Ze mogen niet bij een mensenlijk komen, anders verontreinigen zij zich; enkel aan het lijk van vader of moeder, zoon of dochter, broeder of ongehuwde zuster mogen ze zich verontreinigen
Ze mogen zich niet verontreinigen door bij een dode te komen, behalve als het gaat om vader of moeder, een zoon of een dochter, een broer of een ongehuwde zuster.
Is hij dan onrein geworden, dan moet hij zeven dagen laten verlopen;
Pas zeven dagen na hun reiniging
en als hij weer het heiligdom en de binnen-voorhof betreedt, om in het heiligdom dienst te doen, moet hij zijn zonde-offer brengen, zegt Jahweh, de Heer
mogen ze weer het binnenplein betreden om in mijn heiligdom dienst te doen. Ze beginnen dan met voor zichzelf een zondeoffer op te dragen, luidt de godsspraak van Jahwe de Heer.
Ze mogen geen erfdeel aanvaarden: Ik ben hun erfdeel. Er mag hun geen bezit in Israël worden geschonken: Ik ben hun bezit
Zij zullen geen grondbezit hebben: Ik ben hun bezit. Eigendom moogt ge hun in Israël niet geven: Ik ben hun eigendom.

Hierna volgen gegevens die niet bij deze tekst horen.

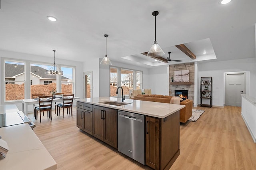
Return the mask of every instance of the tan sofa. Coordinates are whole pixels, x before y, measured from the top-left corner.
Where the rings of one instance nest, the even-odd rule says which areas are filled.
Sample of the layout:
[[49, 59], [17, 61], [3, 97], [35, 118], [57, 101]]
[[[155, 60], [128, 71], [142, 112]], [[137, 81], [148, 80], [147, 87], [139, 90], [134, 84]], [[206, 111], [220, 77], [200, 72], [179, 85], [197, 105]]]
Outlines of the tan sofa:
[[134, 99], [134, 96], [136, 96], [138, 95], [141, 95], [142, 92], [144, 93], [146, 95], [151, 95], [151, 89], [138, 89], [137, 90], [131, 89], [129, 92], [129, 99]]
[[[155, 102], [165, 103], [170, 103], [171, 99], [172, 96], [164, 96], [158, 95], [138, 95], [134, 96], [135, 100], [143, 100], [145, 101], [154, 101]], [[184, 105], [186, 107], [180, 110], [180, 122], [186, 123], [192, 116], [192, 107], [193, 101], [187, 99], [180, 102], [180, 105]]]

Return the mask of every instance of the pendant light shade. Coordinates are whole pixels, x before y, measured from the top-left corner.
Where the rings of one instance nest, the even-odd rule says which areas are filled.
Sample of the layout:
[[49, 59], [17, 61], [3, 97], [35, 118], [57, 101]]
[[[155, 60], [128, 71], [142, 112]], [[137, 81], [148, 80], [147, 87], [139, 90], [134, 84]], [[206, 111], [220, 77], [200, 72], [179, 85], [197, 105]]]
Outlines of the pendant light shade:
[[164, 52], [162, 49], [159, 45], [156, 42], [156, 17], [158, 14], [158, 11], [154, 11], [152, 15], [155, 16], [155, 42], [152, 45], [150, 49], [148, 51], [147, 55], [150, 57], [161, 57], [164, 55]]
[[103, 58], [100, 64], [105, 65], [112, 65], [111, 62], [107, 56], [107, 37], [108, 37], [108, 35], [105, 34], [104, 36], [106, 37], [106, 55], [105, 55], [105, 57], [104, 57], [104, 58]]
[[50, 75], [63, 75], [63, 71], [62, 71], [61, 69], [55, 63], [55, 52], [56, 52], [56, 51], [52, 50], [52, 51], [54, 53], [54, 63], [50, 69], [45, 71], [45, 73], [46, 74]]

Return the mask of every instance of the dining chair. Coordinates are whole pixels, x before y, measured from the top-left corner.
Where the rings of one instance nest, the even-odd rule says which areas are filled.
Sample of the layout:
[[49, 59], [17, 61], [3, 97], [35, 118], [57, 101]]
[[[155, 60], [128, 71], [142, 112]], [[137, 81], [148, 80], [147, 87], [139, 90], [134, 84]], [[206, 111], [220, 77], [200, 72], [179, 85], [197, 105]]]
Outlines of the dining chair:
[[[55, 94], [55, 95], [64, 95], [64, 93], [58, 93]], [[58, 105], [59, 105], [60, 104], [62, 104], [62, 102], [55, 102], [55, 103], [54, 103], [54, 105], [55, 106], [55, 114], [56, 114], [56, 110], [57, 110], [57, 116], [58, 116]]]
[[38, 96], [39, 106], [36, 108], [36, 117], [37, 120], [37, 114], [39, 111], [40, 113], [40, 123], [41, 123], [41, 112], [47, 111], [47, 117], [50, 117], [52, 120], [52, 105], [53, 96]]
[[72, 95], [62, 95], [62, 103], [58, 105], [58, 107], [59, 107], [59, 116], [60, 116], [60, 107], [62, 108], [63, 117], [64, 117], [64, 109], [67, 108], [67, 114], [70, 114], [70, 108], [71, 107], [71, 116], [73, 116], [72, 106], [73, 99], [74, 94]]
[[[44, 94], [32, 94], [31, 95], [32, 98], [32, 99], [36, 99], [36, 97], [38, 97], [38, 96], [44, 96], [45, 95]], [[34, 117], [35, 117], [36, 116], [36, 108], [37, 107], [38, 107], [39, 106], [38, 105], [35, 105], [34, 104], [33, 105], [33, 111], [34, 111]]]

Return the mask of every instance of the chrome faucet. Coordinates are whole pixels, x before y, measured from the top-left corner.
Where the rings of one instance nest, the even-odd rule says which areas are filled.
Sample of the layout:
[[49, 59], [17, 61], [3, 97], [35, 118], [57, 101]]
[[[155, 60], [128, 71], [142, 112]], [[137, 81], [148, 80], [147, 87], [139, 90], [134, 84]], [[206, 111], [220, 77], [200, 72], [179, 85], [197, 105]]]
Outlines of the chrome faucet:
[[123, 102], [124, 100], [125, 100], [125, 98], [124, 97], [124, 91], [123, 90], [123, 88], [121, 86], [119, 86], [119, 87], [117, 87], [117, 89], [116, 89], [116, 94], [117, 95], [118, 92], [118, 89], [120, 88], [121, 89], [122, 89], [122, 102]]

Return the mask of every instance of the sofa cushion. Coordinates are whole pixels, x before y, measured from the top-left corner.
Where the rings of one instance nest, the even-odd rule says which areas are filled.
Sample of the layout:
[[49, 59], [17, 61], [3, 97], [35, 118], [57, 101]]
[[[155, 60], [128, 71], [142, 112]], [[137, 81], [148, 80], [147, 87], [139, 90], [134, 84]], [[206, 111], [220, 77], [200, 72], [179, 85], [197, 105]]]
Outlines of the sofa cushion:
[[180, 101], [183, 101], [183, 99], [181, 98], [174, 96], [171, 99], [170, 103], [180, 105]]
[[151, 95], [151, 89], [142, 89], [141, 91], [142, 93], [144, 92], [146, 95]]
[[132, 90], [130, 99], [134, 99], [134, 96], [136, 96], [139, 94], [140, 95], [141, 94], [141, 89]]
[[164, 95], [150, 95], [148, 96], [149, 97], [155, 97], [156, 98], [163, 98]]
[[136, 96], [144, 96], [144, 97], [148, 97], [148, 96], [149, 96], [148, 95], [142, 95], [142, 94], [139, 94]]
[[164, 98], [166, 99], [172, 99], [172, 96], [164, 96]]

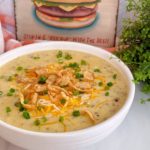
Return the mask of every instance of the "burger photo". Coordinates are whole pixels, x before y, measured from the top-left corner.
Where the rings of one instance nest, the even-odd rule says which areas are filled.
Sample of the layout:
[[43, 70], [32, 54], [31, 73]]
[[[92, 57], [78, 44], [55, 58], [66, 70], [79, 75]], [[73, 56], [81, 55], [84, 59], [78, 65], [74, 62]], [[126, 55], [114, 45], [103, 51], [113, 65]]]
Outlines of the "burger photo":
[[58, 28], [82, 28], [92, 24], [100, 0], [33, 0], [37, 17]]

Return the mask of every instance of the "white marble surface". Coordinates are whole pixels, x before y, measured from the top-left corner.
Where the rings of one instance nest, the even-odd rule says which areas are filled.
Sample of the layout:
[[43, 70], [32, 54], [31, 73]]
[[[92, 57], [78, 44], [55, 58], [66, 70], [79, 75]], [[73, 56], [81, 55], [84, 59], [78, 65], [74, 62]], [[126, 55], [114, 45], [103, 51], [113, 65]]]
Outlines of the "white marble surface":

Van het spijsoffer, het zonde-offer en het schuldoffer moeten ze leven; voor hen is ook alles, wat in Israël met de ban wordt getroffen
Zij zullen leven van de meeloffers, de zonde - en schuldoffers, en alles wat in Israël door de ban is gewijd, komt hun toe.
Van alle eerstelingen, wat het ook is, en van alle offergaven, wat het ook is, van al uw gaven, moet het beste voor de priesters zijn; ook het beste van uw meel moet ge aan de priesters geven, om zegen over uw huis te verkrijgen
Ook het beste van alle eerstelingen en uw andere bijdragen zijn voor de priesters. Bovendien zult ge van het eerste deeg een deel aan de priesters afstaan om zegen af te roepen over uw huis.
Vogels en beesten, die een natuurlijke dood gestorven of verscheurd zijn, mogen de priesters niet eten
Vlees van gestorven of verscheurde dieren, hetzij vogels of andere beesten, mogen de priesters niet eten.